人工知能の未来を先取りする国が現れた。シンガポール。都市の交通システムを制御しているのは人工知能。小さな都市国家で交通渋滞が社会問題だった。各車線の平均速度を常に監視し、一定の閾値を下回ると渋滞が発生しているとみなし、その地点の信号の青点灯時間を長くするのだ。国内最大のDBS銀行では、職員の不正摘発・防止のために、各行員の口座取引の様子やチャットやメールの文面など、24項目を常に監視し、90%以上の精度で収賄などの不正を発見する。シンガポールはさらに国家運営を人工知能に任せようとしている。そのために、国民一人一人の行動履歴情報(交通機関の乗降履歴、スマホなどの位置情報)を1秒単位で収集し、ストレスフリーで省エネな交通を実現する。
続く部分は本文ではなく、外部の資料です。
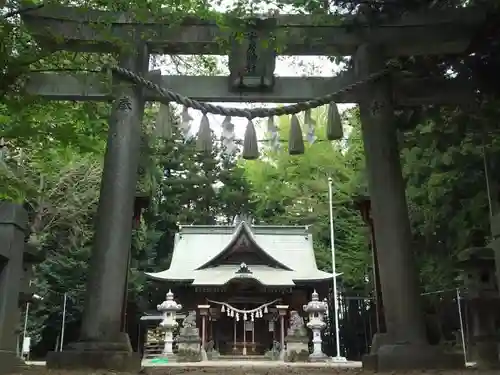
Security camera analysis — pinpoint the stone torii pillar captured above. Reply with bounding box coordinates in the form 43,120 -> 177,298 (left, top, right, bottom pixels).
354,45 -> 463,371
47,45 -> 149,371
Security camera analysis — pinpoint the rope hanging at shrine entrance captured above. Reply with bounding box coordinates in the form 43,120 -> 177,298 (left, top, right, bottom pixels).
103,62 -> 394,160
207,298 -> 279,322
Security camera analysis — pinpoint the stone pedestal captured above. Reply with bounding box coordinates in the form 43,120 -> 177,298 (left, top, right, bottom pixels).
177,311 -> 203,362
285,311 -> 309,362
303,291 -> 328,362
0,202 -> 28,374
285,333 -> 309,362
177,328 -> 203,362
157,290 -> 182,357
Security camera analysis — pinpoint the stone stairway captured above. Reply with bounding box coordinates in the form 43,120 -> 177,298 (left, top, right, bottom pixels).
217,354 -> 270,362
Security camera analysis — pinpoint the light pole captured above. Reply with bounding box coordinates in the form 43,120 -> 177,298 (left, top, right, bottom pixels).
328,177 -> 347,362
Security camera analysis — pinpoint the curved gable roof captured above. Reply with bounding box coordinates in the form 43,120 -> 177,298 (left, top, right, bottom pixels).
196,221 -> 293,271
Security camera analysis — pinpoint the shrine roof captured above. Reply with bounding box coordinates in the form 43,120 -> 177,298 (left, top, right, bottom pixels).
146,222 -> 338,286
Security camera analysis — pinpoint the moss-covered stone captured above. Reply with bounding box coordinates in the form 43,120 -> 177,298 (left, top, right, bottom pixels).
285,350 -> 309,362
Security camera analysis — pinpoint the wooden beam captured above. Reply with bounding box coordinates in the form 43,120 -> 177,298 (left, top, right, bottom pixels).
22,5 -> 485,56
26,72 -> 474,106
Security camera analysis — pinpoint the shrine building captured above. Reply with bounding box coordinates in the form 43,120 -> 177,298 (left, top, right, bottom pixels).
147,221 -> 332,355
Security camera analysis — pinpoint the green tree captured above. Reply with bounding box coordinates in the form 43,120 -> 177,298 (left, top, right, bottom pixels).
245,109 -> 370,291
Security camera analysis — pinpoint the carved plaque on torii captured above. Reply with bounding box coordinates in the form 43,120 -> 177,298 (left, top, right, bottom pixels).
229,18 -> 276,92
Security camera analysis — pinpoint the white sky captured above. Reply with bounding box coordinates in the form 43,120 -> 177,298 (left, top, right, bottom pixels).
160,56 -> 353,139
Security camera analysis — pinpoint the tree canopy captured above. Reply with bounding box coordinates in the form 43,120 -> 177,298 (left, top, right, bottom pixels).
0,0 -> 500,358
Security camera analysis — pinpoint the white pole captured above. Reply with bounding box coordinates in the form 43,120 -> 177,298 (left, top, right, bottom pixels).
21,302 -> 30,355
457,288 -> 467,366
59,293 -> 68,352
328,177 -> 347,362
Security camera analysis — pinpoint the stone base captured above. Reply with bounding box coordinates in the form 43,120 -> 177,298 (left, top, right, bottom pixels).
309,353 -> 331,362
0,350 -> 24,375
46,334 -> 142,372
363,345 -> 465,371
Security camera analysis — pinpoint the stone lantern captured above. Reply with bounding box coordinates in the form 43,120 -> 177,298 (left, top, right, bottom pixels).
157,290 -> 182,356
303,291 -> 328,361
459,247 -> 500,369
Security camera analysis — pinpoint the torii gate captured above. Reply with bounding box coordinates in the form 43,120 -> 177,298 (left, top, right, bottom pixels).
23,2 -> 485,370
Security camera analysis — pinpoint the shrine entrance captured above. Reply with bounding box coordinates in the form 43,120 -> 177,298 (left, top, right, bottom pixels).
208,279 -> 281,356
18,4 -> 489,370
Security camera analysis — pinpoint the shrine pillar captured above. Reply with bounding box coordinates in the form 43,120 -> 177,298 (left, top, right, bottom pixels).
354,45 -> 463,371
47,45 -> 149,371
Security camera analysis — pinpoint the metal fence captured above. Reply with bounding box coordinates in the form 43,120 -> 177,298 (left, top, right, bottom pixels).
323,289 -> 470,361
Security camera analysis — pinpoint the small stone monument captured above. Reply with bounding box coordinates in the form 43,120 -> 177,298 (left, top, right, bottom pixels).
177,311 -> 202,362
157,290 -> 182,357
285,310 -> 309,362
303,291 -> 329,362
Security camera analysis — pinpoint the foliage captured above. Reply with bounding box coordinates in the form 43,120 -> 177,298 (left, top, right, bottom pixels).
245,109 -> 370,291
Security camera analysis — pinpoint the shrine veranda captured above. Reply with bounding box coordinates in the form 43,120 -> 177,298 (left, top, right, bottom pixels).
13,5 -> 487,370
147,221 -> 333,358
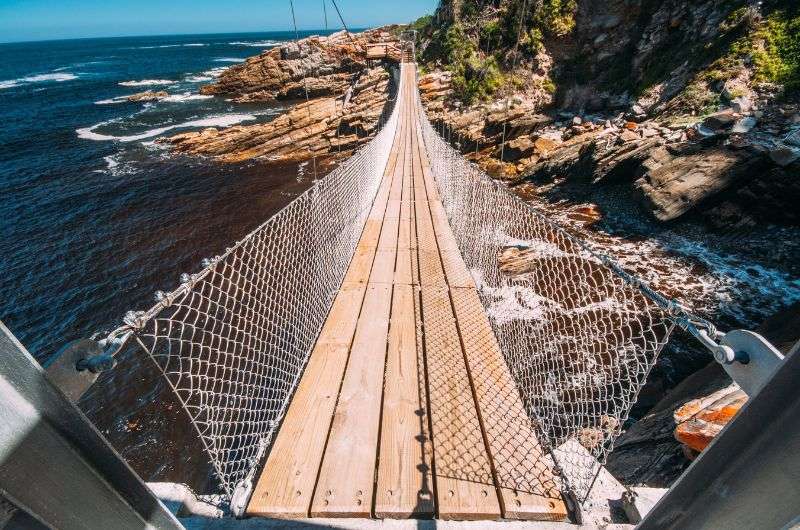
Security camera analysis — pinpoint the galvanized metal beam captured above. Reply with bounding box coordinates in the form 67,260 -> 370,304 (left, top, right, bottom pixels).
0,322 -> 183,530
637,343 -> 800,530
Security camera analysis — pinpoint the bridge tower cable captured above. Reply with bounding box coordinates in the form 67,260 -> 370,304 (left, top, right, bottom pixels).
289,0 -> 317,182
500,0 -> 528,162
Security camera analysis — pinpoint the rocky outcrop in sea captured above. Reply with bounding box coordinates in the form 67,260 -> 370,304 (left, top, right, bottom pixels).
162,27 -> 397,162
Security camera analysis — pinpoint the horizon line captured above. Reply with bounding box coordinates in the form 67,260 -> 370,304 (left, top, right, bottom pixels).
0,22 -> 380,46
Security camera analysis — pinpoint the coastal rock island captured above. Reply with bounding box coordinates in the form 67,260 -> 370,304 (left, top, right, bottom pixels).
164,28 -> 397,162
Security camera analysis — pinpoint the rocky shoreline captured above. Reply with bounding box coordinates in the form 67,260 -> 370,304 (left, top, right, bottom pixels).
148,19 -> 800,486
420,73 -> 800,229
160,28 -> 396,164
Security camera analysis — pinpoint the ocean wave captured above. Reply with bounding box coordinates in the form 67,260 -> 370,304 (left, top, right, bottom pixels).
117,79 -> 175,86
75,114 -> 258,142
203,66 -> 228,77
133,42 -> 208,50
228,40 -> 283,48
94,96 -> 128,105
183,74 -> 214,83
161,92 -> 214,103
0,71 -> 78,89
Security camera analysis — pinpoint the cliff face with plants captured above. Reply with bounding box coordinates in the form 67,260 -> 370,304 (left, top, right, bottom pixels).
415,0 -> 800,228
412,0 -> 800,487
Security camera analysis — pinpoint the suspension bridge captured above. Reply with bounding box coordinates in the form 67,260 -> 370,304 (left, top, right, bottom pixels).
0,34 -> 782,526
98,51 -> 688,520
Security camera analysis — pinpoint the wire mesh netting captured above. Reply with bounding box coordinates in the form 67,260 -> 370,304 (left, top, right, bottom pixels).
417,87 -> 672,500
120,76 -> 397,497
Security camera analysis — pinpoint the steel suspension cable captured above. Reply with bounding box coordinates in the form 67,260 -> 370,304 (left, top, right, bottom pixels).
289,0 -> 317,182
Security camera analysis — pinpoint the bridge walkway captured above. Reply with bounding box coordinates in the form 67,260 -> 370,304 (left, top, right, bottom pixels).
247,64 -> 566,520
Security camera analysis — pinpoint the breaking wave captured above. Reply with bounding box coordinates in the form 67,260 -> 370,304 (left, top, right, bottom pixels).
117,79 -> 175,86
75,114 -> 257,142
228,40 -> 283,48
0,72 -> 78,90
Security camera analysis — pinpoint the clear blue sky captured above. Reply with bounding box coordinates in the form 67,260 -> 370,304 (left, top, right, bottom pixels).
0,0 -> 437,42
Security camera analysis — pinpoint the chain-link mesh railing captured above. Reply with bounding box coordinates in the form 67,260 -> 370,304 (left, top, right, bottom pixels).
417,87 -> 673,500
108,74 -> 397,497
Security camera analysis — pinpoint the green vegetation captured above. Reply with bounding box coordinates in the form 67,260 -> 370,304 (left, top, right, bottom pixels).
752,10 -> 800,92
536,0 -> 578,37
443,23 -> 503,103
409,0 -> 577,104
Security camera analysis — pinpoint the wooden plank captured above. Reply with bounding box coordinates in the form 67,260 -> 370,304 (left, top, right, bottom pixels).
394,249 -> 414,285
421,287 -> 500,519
378,200 -> 400,249
450,289 -> 567,521
247,280 -> 366,518
369,248 -> 397,285
375,285 -> 434,518
311,284 -> 392,517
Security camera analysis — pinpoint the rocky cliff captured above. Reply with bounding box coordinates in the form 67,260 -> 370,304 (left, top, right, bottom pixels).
412,0 -> 800,229
163,27 -> 396,165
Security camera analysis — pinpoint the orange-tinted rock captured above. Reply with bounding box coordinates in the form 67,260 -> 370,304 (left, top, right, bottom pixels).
533,137 -> 558,155
163,67 -> 389,162
674,383 -> 747,451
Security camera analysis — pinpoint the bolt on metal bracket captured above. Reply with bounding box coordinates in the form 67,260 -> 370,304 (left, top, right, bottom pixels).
715,329 -> 783,398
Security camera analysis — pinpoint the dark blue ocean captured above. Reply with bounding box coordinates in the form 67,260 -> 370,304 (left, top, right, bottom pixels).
0,32 -> 340,485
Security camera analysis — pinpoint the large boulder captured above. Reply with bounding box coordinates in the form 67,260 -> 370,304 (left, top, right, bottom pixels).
635,147 -> 764,221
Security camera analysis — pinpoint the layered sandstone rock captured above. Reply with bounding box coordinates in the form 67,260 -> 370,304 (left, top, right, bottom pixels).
162,28 -> 396,162
165,67 -> 390,162
200,27 -> 397,102
127,90 -> 169,102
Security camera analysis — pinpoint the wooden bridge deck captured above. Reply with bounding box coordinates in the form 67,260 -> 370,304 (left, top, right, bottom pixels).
247,65 -> 566,520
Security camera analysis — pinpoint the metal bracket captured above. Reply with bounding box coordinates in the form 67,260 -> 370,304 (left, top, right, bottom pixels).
720,329 -> 783,398
231,477 -> 253,517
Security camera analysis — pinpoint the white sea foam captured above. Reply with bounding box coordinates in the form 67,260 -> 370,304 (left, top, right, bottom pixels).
75,114 -> 257,142
161,92 -> 214,103
183,75 -> 214,83
0,72 -> 78,89
228,40 -> 282,48
94,96 -> 128,105
117,79 -> 175,86
203,66 -> 228,77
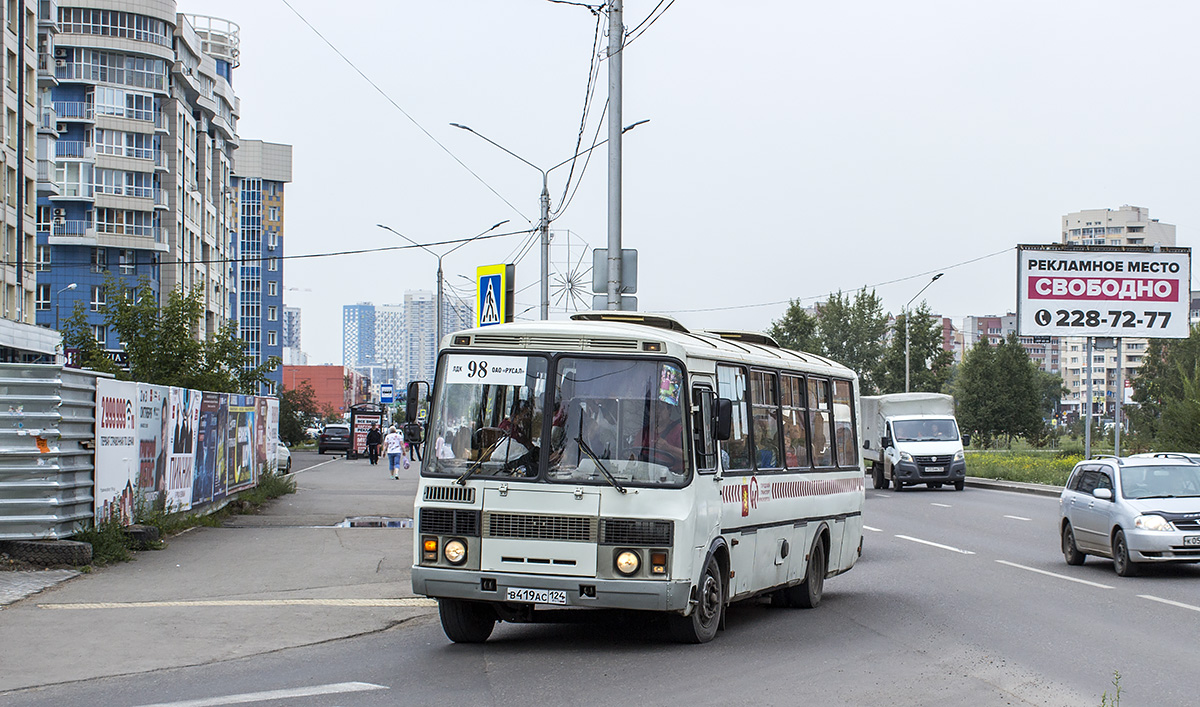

国営住宅の部屋内部にはセンサーが設置され、日常生活とは異なる行動パターンが検知された場合には、緊急度までが判断され、家族や救急隊員などの関係機関へ連絡がいくようになっている。
(筆者注:便利とプライバシーの侵害は表裏一体。ここまでの監視社会、もはやハリウッド映画の中だけのものではなくなりました)
(スマート国家計画担当大臣 ビビアン・パラクリシュナ)
「人工知能を研究室から社会に出して、国全体を実験室にすることを目指しています。人工知能に任せる方が、より効率的で安全になっていくでしょう。今まさに、大変革のときなのです。」
■ 異次元の進化 自ら学ぶ人工知能 原因不明の暴走を人間は制御できるのか?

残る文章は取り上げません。